The simple fact of the matter is that boards of directors have not gotten their “hands dirty” as Thompson hoped. They continue to outsource compliance and ethics to small, often under-funded, compliance functions to which they pay little attention. A 2018 LRN survey of chief compliance and ethics officers (CECOs) entitled What’s the Tone at the Very Top? concluded, among other things, that CECOs believe that “boards do not fully understand the ethics and compliance programs they are supposed to be overseeing” and that “many boards do not devote significant time and priority to ethics and compliance.” Additionally, the survey found that most CECOs believe their boards “lack appropriate metrics through which to evaluate ethics and compliance” and that “boards do not ask enough of executive management in ensuring effective ethics and compliance.”
This is a crisis in corporate governance. If not remedied, we will see no end of significant corporate scandals, and the next one could involve your employer. To turn things around, we cannot wait for additional governmental regulation. Our best hope of improving corporate governance is for us — corporate counsel and compliance and ethics professionals — to work together with our executive leadership teams to both educate our directors and get them in the game.

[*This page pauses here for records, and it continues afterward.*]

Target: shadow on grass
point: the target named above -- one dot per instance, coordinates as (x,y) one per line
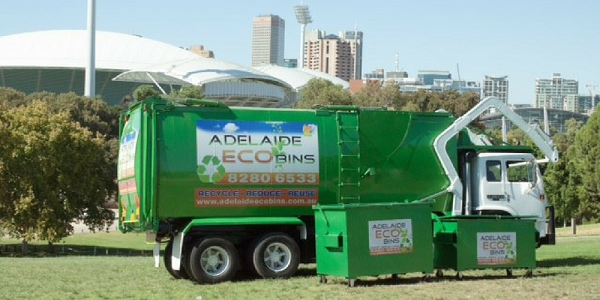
(568,262)
(401,280)
(14,250)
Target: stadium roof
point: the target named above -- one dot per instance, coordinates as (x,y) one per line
(298,78)
(68,49)
(196,71)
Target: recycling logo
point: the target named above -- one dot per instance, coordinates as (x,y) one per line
(210,170)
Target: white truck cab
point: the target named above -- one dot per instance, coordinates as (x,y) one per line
(507,184)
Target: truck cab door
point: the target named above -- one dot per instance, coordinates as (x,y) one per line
(508,184)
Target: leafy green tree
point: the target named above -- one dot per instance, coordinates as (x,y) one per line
(49,174)
(374,95)
(10,97)
(563,182)
(144,91)
(368,96)
(192,91)
(586,156)
(323,92)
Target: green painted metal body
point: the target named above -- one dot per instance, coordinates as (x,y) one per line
(477,242)
(364,156)
(373,239)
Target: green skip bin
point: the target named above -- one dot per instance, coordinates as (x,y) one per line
(476,242)
(355,240)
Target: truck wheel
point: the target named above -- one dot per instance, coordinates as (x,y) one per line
(213,260)
(276,255)
(181,274)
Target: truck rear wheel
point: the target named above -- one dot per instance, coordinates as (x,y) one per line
(181,274)
(276,255)
(213,260)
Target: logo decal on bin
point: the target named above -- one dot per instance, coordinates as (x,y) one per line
(390,237)
(496,248)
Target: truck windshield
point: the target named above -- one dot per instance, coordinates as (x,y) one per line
(521,171)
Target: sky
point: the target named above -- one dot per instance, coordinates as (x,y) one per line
(523,40)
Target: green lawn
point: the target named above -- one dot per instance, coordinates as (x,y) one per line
(568,270)
(114,242)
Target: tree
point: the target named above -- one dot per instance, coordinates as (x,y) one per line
(49,174)
(586,156)
(563,182)
(323,92)
(192,91)
(144,91)
(375,95)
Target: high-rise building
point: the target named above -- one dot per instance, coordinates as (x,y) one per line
(290,63)
(587,104)
(557,93)
(496,86)
(427,77)
(199,49)
(268,39)
(340,56)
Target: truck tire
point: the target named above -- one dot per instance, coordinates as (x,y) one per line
(213,260)
(275,255)
(181,274)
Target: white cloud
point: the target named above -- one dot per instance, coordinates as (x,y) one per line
(230,128)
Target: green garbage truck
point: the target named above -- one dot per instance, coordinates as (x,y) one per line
(232,188)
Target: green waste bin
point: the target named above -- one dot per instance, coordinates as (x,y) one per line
(355,240)
(477,242)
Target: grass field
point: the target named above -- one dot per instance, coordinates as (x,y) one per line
(569,270)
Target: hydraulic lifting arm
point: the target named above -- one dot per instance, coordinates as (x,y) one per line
(539,137)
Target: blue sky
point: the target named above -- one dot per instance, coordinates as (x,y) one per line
(522,39)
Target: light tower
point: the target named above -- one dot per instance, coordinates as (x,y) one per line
(90,69)
(303,17)
(592,89)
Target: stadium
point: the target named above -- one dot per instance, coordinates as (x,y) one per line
(55,61)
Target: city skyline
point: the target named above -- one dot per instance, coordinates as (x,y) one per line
(525,41)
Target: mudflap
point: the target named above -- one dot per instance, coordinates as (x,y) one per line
(550,238)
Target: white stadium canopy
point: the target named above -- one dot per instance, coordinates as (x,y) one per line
(55,61)
(298,78)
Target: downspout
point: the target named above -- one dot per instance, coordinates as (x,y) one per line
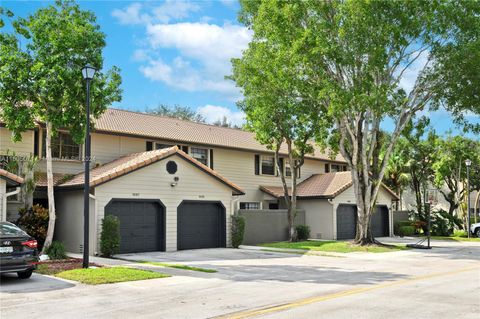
(477,201)
(94,244)
(334,219)
(4,205)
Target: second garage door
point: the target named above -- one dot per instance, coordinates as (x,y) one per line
(200,225)
(141,224)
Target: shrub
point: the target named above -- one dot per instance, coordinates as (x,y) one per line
(56,250)
(303,232)
(110,236)
(34,221)
(406,230)
(442,223)
(238,230)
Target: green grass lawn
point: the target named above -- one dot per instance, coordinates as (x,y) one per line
(333,246)
(97,276)
(184,267)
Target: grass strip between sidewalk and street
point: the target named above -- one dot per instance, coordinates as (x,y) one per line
(108,275)
(333,246)
(178,266)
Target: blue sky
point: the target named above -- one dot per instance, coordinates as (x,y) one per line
(177,52)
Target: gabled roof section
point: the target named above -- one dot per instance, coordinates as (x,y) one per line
(115,121)
(328,185)
(132,162)
(11,179)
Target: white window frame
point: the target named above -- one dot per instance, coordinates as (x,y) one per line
(261,166)
(81,149)
(203,148)
(252,202)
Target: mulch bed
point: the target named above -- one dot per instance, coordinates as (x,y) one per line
(52,267)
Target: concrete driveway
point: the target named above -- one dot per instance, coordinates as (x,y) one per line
(441,283)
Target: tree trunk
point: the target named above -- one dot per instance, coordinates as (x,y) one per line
(290,199)
(51,199)
(364,235)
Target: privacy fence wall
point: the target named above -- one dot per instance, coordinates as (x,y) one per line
(267,225)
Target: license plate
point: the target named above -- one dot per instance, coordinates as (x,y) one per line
(7,249)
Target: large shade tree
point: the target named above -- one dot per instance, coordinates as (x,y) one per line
(450,170)
(40,76)
(275,110)
(368,61)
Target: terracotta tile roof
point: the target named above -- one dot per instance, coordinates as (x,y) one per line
(327,185)
(159,127)
(41,179)
(15,179)
(131,162)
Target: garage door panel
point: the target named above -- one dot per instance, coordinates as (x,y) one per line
(200,225)
(380,222)
(141,225)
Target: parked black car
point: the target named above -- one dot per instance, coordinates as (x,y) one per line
(18,251)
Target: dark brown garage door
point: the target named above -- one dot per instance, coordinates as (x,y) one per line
(142,226)
(346,221)
(380,224)
(200,225)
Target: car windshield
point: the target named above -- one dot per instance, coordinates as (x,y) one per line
(7,229)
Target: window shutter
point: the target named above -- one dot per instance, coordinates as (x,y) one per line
(257,164)
(211,158)
(281,164)
(149,146)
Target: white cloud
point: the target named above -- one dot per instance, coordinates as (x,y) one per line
(131,15)
(174,10)
(208,46)
(201,50)
(214,113)
(167,11)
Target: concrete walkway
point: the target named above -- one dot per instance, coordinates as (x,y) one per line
(438,283)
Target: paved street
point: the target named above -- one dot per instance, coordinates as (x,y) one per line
(441,283)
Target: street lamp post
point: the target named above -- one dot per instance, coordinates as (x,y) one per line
(88,73)
(468,163)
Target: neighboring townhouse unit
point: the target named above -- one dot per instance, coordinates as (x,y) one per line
(230,171)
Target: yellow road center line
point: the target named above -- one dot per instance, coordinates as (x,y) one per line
(307,301)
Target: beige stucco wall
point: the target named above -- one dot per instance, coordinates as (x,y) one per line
(106,148)
(239,167)
(319,217)
(348,197)
(153,182)
(69,222)
(22,148)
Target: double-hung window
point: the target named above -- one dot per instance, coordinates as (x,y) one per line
(200,154)
(64,147)
(249,205)
(267,165)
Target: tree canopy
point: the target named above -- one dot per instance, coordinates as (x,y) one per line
(360,63)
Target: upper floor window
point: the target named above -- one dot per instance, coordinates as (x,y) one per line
(268,165)
(249,205)
(200,154)
(288,170)
(64,147)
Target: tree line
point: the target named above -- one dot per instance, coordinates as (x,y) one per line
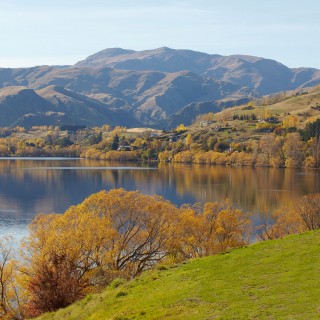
(119,234)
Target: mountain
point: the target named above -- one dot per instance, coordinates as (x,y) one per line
(263,76)
(151,87)
(54,105)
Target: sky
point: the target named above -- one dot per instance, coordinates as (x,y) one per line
(62,32)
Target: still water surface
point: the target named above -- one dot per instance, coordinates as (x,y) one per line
(29,186)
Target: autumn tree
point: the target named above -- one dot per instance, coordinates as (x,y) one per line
(10,307)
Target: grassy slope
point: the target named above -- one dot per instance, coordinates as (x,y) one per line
(271,280)
(296,105)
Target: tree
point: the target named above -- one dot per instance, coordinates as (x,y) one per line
(10,307)
(115,142)
(189,139)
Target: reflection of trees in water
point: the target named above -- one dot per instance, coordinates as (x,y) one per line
(29,186)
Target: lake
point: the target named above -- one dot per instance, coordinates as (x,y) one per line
(29,186)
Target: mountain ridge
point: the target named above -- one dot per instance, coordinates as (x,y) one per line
(149,87)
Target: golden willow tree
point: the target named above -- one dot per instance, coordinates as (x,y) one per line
(110,235)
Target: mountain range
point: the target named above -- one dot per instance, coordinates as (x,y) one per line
(159,88)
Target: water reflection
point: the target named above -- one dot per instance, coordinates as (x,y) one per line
(30,186)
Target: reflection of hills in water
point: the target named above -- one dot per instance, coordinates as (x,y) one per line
(28,187)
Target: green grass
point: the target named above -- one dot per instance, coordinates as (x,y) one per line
(271,280)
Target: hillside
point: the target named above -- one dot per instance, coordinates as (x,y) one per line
(150,88)
(271,280)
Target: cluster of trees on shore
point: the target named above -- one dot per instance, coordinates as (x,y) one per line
(119,234)
(285,146)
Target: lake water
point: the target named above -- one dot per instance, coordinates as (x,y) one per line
(30,186)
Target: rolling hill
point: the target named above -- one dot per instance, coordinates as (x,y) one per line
(151,87)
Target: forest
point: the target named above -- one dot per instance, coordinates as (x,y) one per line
(276,144)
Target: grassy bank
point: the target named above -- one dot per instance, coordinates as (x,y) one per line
(271,280)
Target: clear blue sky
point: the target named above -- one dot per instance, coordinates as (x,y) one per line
(35,32)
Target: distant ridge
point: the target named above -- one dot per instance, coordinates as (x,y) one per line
(149,88)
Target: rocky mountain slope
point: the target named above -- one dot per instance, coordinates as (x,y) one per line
(151,87)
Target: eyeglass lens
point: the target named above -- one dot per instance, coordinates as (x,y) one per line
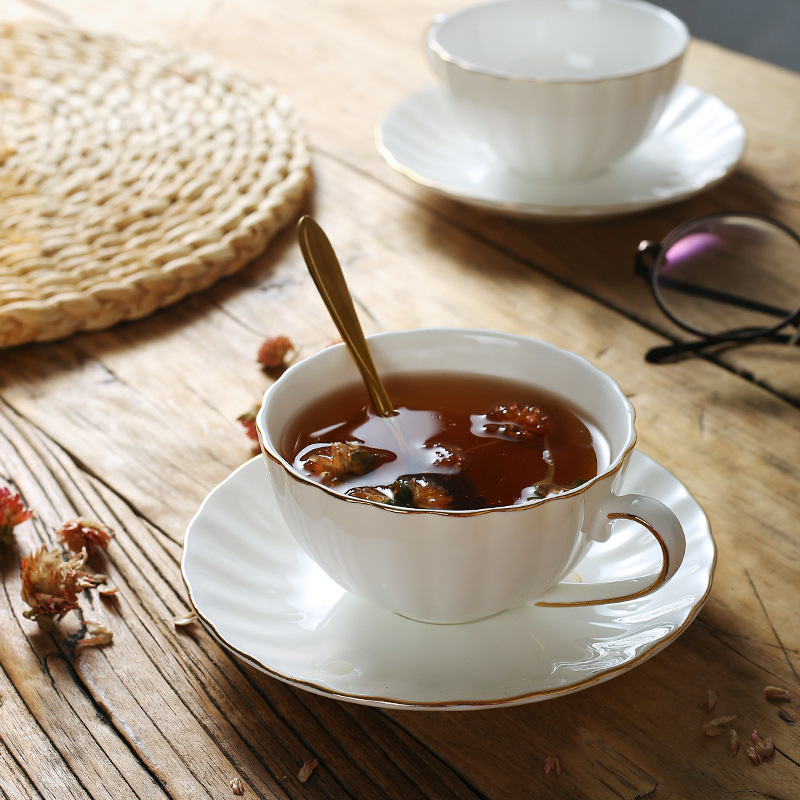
(729,274)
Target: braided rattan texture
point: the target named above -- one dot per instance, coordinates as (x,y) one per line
(130,177)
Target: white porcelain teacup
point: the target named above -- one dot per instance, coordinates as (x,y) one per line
(454,566)
(559,88)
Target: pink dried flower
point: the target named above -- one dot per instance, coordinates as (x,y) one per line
(306,770)
(84,534)
(714,727)
(274,352)
(754,757)
(50,585)
(248,421)
(552,763)
(12,512)
(763,747)
(97,635)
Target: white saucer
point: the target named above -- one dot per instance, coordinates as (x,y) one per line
(266,601)
(697,143)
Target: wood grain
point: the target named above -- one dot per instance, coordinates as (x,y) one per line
(134,425)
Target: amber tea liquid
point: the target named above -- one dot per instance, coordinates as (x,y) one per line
(468,441)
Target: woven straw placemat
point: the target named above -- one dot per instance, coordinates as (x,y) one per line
(130,176)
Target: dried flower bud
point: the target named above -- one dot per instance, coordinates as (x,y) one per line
(275,352)
(336,462)
(552,763)
(714,727)
(306,770)
(754,757)
(764,747)
(84,534)
(248,421)
(12,512)
(50,585)
(97,635)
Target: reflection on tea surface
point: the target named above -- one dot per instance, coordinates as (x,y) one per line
(457,442)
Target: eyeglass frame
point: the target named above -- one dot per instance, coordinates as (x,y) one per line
(655,250)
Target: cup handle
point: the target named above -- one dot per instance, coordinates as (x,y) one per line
(656,518)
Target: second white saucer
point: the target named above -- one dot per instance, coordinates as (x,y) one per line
(696,144)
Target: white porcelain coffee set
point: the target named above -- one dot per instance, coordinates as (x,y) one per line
(447,609)
(561,108)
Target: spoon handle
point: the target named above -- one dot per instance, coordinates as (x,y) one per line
(324,267)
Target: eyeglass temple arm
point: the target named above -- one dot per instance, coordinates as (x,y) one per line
(668,352)
(644,270)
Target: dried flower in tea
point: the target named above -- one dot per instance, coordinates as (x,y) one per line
(248,421)
(275,352)
(516,421)
(50,585)
(12,512)
(341,460)
(84,534)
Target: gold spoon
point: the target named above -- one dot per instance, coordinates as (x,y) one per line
(324,267)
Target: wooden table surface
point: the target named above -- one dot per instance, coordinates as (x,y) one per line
(133,426)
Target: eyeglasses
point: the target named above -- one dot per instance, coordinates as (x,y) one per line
(725,278)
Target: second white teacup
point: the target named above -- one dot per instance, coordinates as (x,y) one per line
(439,565)
(559,88)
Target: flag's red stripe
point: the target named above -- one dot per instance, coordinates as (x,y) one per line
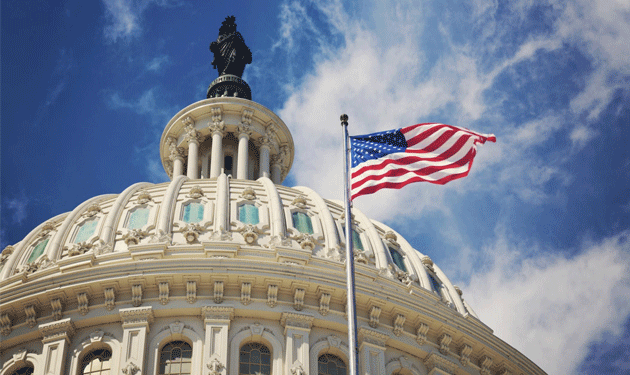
(401,171)
(398,185)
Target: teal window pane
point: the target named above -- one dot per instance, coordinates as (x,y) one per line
(38,250)
(302,222)
(356,239)
(139,218)
(86,231)
(248,214)
(193,212)
(398,259)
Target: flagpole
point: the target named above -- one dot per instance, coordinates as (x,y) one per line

This work is not easy, but if we don’t make the business case for adopting sound corporate governance practices with the object of achieving ethical excellence, who will? The approach you take will depend on several factors that vary significantly between firms. These include, but are not limited to:
- Whether your company or its peers have been the targets of recent enforcement actions;
- Your position in the organization;
- The social dynamics of your senior leadership team and the board; and
- The magnitude of the culture shift required to put business integrity at the top of the board’s agenda.
Regardless of your circumstances, you might maximize your chances of success by taking some of the following steps:
- Enlist as many allies to the cause as you can — the higher up in the organization, the better.
- Figure out how to gather meaningful business integrity metrics that can be presented on simple, standalone dashboards. Don’t bury integrity metrics in charts with dozens of other business performance factors.
- Share the integrity metrics with your company’s executive leadership team and the board and teach them how to read and respond to the data presented.
- Make the case that since integrity is the foundation of everything the business does, it should be at the top of the agenda at every board meeting with the CEO presenting the metrics and being held directly accountable for driving performance.
Finally, before taking on this mission, be sure to take a courage pill. Cultures are stubborn and highly resistant to change, which is likely to cause your colleagues some anxiety. But this brand of anxiety is vastly preferable to anxiety driven by a colossal ethics scandal and its aftermath.